Мальчик безнадежно покачал головой:
— Он не продаст никому этой штучки!
— Почему?
— Он не продаст ее, не сменяет ни на что! И на сто голов оленей и на десять шкур голубых песцов не сменяет!
Хранитель музея раздраженно барабанил пальцами по разбитому стеклу витрины:
— Да за каким же чортом тогда он украл ее?
— Не знаю!
— А ты знаешь цену платины?
— С тех пор, как вы меня учите, я много знаю, но тунгуз не знает! Я не забыл и того, что знал раньше! Поверьте мне, что тунгузу все равно — платина это или свинец! Тунгузы на Алдане делают платиновые пуговицы! Я видел у них пули из платины! Платина им не дороже свинца!
— Откуда ты это знаешь?
— Я родился на Алдане и вырос там! И я ведь говорил с этим вором!

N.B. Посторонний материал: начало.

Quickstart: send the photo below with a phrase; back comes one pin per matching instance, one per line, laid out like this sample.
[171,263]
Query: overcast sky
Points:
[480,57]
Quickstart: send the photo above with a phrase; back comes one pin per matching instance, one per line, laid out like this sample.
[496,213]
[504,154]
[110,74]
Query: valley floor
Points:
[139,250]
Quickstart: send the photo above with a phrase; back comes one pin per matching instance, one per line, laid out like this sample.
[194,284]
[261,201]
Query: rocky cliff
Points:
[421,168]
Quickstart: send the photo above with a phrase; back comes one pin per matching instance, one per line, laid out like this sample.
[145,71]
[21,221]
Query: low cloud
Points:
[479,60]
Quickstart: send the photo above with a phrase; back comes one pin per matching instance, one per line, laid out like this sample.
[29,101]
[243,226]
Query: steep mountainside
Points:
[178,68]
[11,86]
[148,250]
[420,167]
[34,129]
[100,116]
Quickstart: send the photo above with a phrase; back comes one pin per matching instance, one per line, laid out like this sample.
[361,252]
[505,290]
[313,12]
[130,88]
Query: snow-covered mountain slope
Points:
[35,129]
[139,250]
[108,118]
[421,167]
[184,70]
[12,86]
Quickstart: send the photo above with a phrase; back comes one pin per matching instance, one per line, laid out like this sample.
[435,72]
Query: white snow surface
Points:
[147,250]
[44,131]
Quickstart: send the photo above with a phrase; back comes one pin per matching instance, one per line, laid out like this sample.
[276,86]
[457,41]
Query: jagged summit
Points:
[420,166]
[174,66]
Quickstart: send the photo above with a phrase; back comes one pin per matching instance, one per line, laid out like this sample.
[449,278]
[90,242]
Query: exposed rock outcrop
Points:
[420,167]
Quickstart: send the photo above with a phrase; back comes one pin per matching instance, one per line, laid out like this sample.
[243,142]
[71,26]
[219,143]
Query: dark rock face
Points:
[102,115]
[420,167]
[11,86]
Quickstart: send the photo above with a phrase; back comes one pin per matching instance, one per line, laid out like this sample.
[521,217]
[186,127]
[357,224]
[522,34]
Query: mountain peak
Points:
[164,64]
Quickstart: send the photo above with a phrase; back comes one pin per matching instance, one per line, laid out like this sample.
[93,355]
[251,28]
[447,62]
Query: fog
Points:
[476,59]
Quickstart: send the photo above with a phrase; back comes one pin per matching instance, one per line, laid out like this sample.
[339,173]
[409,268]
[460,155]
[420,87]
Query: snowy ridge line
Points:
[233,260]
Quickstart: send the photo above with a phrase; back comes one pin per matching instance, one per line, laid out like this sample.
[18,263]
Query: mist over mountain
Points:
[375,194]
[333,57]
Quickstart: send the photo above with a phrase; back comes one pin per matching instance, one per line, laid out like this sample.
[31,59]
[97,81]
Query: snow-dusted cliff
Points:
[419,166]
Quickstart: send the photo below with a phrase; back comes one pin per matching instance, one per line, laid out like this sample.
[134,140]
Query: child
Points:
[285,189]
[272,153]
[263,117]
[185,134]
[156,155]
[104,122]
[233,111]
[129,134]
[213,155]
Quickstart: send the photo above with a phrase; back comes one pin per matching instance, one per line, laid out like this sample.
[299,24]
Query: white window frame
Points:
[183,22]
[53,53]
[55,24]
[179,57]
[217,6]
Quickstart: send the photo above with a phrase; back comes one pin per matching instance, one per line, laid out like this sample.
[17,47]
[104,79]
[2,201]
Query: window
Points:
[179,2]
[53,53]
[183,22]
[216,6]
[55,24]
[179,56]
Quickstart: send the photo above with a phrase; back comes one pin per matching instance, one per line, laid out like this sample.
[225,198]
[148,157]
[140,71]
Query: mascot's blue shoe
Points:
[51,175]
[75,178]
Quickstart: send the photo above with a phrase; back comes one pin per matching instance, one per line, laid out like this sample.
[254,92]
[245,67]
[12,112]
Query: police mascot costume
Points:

Качай подскочил к мальчику:
— Ты говорил с ним? Когда? О чем? Разве он говорил по-русски?
— Он знает по-якутски! Он смотрел на дощечку, когда пришел первый раз, очень долго. Мне нужно было запирать двери, и я велел ему уходить! Тогда мы говорили…
— О чем?
Мальчик равнодушно заложил за спину руки:
— Об этой самой штучке. Он спросил меня: «Знает ли твой начальник, что это такое?» — Я ответил смеясь: — Начальник все знает! Ему ли не знать, что это платина!.. Тогда он сам усмехнулся: «И больше ничего?» — Я стал ему говорить, что такое платина, сколько можно получить за кусочек ее оленей. Он махнул рукой только: «Я, — говорит, — отдам твоему начальнику за эту штучку десять таких, если дело только в том, сколько она весит на его руке!»
— И что ты ему сказал?
— Что? — Аза пожал плечами, — я ответил, что это музей, и отсюда нельзя уже ничего взять ни на продажу ни на обмен! На эти вещи можно только смотреть — тогда он стал приходить сюда каждый день и смотреть!
Хранитель музея опустил голову и задумался:
— Почему же ты раньше мне не рассказал об этом?
— О, разве можно все пересказывать вам из того, что болтаю я здесь с посетителями!
Качай молчал долго, потом прошелся около витрин и заметил тихо:
— Остальное все цело! Ничто не тронуто, Аза! Зачем же ему понадобилась эта вещь? Может быть это талисман?
— Не знаю, но он не продаст ее! И если бы мы встретили его, мы нашли бы пластинку у него на груди!
— Так! — Качай задумался надолго, потом кивнул ждавшему его сторожу: — Повесь на двери записку, что музей закрыт!
Аза повернулся и ушел с видимой охотой. Хранитель музея осмотрел еще раз витрину, думая о том, что произошло. Под выцветшим куском бумаги остался лежать номерок — 124. Хранитель музея вынул его и прошел с ним в темный угол, где за высокой конторкой, хранившей теперь вместо желтых свечей описи и каталоги музея, зажег свечу и стал листовать огромный каталог, машинально поглядывая на лежавший перед книгой номерок вещи.
Он искал нужную страницу с нетерпением, как будто там можно было найти об'яснение таинственному событию. Белые капли стеариновой свечи несколько раз расплывались масляными пятнами на желтых листах.